L’icône de la musique andalouse

L’icône de la musique andalouse

Le musicien, professeur de musique andalouse à Alger, Sid Ahmed Serri s’en est allé ce dimanche 15 novembre, après avoir consacré plus de cinquante ans de sa vie au genre. Il sera salué par nombre de personnalités.

Avant de décéder à l’âge de 85 ans, le chantre de la musique classique algérienne Sid Ahmed Serri aura énormément contribué à la préservation du genre, soit en tant que musicien ou en tant que professeur, et même en tant que chercheur et auteur.

En 1977, il signe chez l’Entreprise nationale des arts graphiques (ENAG) Chant andalous, Recueil des poèmes des noubates de la musique Sanaa (complété et réédité en 2002 puis en 2006).

Trois ans plus tard, il enregistre un coffret de 45 CD du style aroubi. Il sera le premier artiste lyrique à recevoir les insignes de l’Ordre du Mérite National, s’étant consacré, dans les années 1990, à l’enregistrement du répertoire de la musique andalouse algérienne pour la préserver, d’autant que l’apprentissage de cette musique est resté pendant longtemps dans l’oralité.

Natif de la Casbah d’Alger, son premier maître sera Si El Bachir El Bouziri. D’une association musicale, à commencer par El Andalousssia en juin 1945, Sid Ahmed Serri se forgera à la musique algérienne et sa rencontre avec le maître Abderrezak Fakhardji en 1946 semble déterminante.

Il contribuera à la diffusion de la musique andalouse en l’enseignant dans les associations El Mossilia de 1952 à 1988, El Djazïria Eth-Thaâliya (1988), au Conservatoire d’Alger, à l’Institut national de musique, à l’Ecole normale supérieure. Il participe aux activités de l’Orchestre de musique arabo-andalouse de la Société de concerts du Conservatoire d’Alger (1960-1964).

Il dirige l’Ensemble d’Alger en 1989 et initie le Printemps musical d’Alger.
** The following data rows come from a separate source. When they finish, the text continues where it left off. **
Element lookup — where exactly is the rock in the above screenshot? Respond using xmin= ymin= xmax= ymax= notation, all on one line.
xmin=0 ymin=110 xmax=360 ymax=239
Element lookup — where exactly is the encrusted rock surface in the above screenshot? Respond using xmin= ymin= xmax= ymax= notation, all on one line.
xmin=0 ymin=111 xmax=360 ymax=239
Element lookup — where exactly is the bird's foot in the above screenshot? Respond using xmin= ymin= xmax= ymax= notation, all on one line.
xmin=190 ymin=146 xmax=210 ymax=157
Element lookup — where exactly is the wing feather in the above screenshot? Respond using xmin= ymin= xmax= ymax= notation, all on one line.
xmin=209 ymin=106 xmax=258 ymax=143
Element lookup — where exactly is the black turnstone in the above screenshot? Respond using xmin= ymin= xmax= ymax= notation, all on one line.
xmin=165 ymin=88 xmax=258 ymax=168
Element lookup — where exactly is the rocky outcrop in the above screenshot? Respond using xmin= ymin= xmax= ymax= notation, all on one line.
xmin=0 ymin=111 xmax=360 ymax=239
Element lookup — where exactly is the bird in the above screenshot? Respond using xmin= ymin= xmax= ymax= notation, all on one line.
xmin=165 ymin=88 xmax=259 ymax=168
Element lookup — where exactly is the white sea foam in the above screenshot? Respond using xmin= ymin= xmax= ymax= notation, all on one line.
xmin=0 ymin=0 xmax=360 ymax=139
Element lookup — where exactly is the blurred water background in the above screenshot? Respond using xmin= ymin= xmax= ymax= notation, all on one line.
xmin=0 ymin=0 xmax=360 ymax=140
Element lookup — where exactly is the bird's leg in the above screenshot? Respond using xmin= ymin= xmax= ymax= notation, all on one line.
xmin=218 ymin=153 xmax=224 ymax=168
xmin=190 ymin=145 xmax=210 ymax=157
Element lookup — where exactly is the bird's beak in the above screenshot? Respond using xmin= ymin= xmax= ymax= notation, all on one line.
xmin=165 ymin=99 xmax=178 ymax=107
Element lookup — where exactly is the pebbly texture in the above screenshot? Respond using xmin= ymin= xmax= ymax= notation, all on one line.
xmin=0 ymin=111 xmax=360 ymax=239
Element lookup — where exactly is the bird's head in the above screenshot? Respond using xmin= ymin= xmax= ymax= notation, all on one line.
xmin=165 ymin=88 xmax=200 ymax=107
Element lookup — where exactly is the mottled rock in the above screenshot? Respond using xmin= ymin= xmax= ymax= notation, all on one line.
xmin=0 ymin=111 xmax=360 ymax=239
Reconnu également pour sa voix, cet interprète donnera nombre de concerts à l’étranger et en Algérie.

Pour Brahim Behloul, président de l’association El Djazira, le regretté Sid Ahmed Serri est un homme de « foi et de conviction » qui a consacré sa vie à la chanson andalouse. Youcef Ouznadji de l’association Rossignols d’Alger, évoque, lui, le dévouement du formateur à ses élèves.

L’interprète et compositeur Noureddine Saoudi évoque un « jour triste pour la culture algérienne » tout en saluant la « rigueur professionnelle » de l’artiste et formateur qui s’est investi dans un travail de transmission auquel il tenait par-dessus tout.

Quant au président du Conseil national des arts et des lettres, Abdelkader Bendamache, il qualifie le regretté d’ « artiste généreux », considérant que ses œuvres, toutes enregistrées, constituent « un legs inestimable au patrimoine musical algérien ».

Sid Ahmed Serri, auquel le journaliste Hamid Tahri a consacré en 2013 un ouvrage : Le chant du rossignol, sera élu en 2006 à la tête de la Fédération nationale des associations de musique classique algérienne. Il restera aussi un modèle de par son humilité d’artiste et sa modestie.